Courtesy of The Edwards Aquifer Authority
In a potential speed bump for Mayor Ron Nirenberg's
ConnectSA, the
Express-News is reporting that one aspect of the proposed transportation plan would cut funding for the city's aquifer protection program by half.
Mayor Ron Nirenberg has promoted turning over aquifer protection to the San Antonio Water System to free up some $40 million in annual revenue to expand bus service under ConnectSA. That maneuver — which requires voter approval — would shift the 1/8 cent sales tax that currently funds aquifer protection to VIA Metropolitan Transit's coffers.
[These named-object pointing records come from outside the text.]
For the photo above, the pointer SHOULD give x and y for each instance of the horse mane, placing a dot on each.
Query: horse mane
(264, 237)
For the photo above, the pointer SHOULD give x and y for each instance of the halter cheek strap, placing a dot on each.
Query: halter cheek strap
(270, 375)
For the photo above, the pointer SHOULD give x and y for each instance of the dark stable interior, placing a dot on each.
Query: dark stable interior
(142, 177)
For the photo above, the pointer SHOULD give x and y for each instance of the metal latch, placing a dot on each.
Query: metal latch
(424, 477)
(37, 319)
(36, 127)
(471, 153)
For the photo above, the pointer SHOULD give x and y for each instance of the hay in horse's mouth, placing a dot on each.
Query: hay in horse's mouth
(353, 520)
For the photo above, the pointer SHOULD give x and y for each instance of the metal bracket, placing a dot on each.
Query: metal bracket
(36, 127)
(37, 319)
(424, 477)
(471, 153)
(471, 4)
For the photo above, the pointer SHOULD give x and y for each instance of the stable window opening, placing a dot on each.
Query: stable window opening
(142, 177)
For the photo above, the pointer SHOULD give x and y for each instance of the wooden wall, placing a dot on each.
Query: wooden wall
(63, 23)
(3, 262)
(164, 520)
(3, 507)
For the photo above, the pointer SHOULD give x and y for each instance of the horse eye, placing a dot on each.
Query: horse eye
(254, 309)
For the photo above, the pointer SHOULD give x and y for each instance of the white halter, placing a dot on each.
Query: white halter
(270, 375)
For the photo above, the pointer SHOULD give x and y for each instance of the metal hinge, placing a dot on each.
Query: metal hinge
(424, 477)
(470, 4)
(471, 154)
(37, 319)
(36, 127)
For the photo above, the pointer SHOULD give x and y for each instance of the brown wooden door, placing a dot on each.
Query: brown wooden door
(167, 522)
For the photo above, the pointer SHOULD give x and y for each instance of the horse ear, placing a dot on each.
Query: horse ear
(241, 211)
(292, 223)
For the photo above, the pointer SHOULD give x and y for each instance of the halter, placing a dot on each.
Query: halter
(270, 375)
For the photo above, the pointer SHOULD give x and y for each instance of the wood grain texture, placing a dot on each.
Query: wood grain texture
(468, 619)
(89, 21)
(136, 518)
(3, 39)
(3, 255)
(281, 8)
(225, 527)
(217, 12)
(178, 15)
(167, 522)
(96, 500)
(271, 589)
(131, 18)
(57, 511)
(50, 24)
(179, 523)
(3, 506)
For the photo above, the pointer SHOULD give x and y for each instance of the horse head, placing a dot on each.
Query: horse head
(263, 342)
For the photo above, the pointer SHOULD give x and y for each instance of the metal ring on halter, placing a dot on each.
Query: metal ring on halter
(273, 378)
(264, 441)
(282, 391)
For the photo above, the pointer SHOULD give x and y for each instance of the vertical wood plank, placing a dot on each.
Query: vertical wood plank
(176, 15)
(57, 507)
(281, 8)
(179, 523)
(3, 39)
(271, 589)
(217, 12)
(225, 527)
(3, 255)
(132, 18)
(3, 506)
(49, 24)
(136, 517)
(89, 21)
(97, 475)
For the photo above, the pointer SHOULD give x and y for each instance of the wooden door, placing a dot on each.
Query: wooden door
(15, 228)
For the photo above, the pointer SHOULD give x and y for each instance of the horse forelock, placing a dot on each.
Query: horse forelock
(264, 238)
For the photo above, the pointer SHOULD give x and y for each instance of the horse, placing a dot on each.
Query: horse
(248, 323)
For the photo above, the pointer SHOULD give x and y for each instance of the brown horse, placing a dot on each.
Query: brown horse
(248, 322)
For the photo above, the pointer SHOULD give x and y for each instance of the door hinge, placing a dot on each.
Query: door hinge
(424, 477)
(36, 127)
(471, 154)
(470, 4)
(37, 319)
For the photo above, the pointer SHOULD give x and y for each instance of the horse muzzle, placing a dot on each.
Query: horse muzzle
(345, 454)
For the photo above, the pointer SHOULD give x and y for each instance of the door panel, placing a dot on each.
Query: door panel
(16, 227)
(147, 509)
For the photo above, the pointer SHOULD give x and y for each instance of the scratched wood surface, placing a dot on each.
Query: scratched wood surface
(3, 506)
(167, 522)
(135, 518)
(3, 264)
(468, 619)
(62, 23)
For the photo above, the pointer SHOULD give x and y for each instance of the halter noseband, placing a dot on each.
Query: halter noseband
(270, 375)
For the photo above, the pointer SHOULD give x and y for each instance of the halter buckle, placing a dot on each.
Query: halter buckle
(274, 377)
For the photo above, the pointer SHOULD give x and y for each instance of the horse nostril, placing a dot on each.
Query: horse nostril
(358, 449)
Yesterday, SAWS CEO Robert Puente told the city-owned utility's board that under that proposition, the aquifer protection program would get slightly over half its current funding of around $100 million over five years, the
E-N reports.
“It’s not that we’re not interested,” in continuing the current funding level, Puente told the daily. “We’re incapable of spending that kind of money.”
Nirenberg has defended the reallocation by pointing out that other Texas cities fund their transit systems with a full cent of sales tax, while VIA
receives just half a cent. Expanded bus service, he argues, is key to future-proofing the city's transportation system.
But environmental groups worry the funding shift would jeopardize the Edwards Aquifer, which provides 80% of the city's drinking water. What's more, the protection program
remains popular, having been approved by local voters four times in the past two decades.
Puente's revelation is likely to give more fuel to both of those arguments.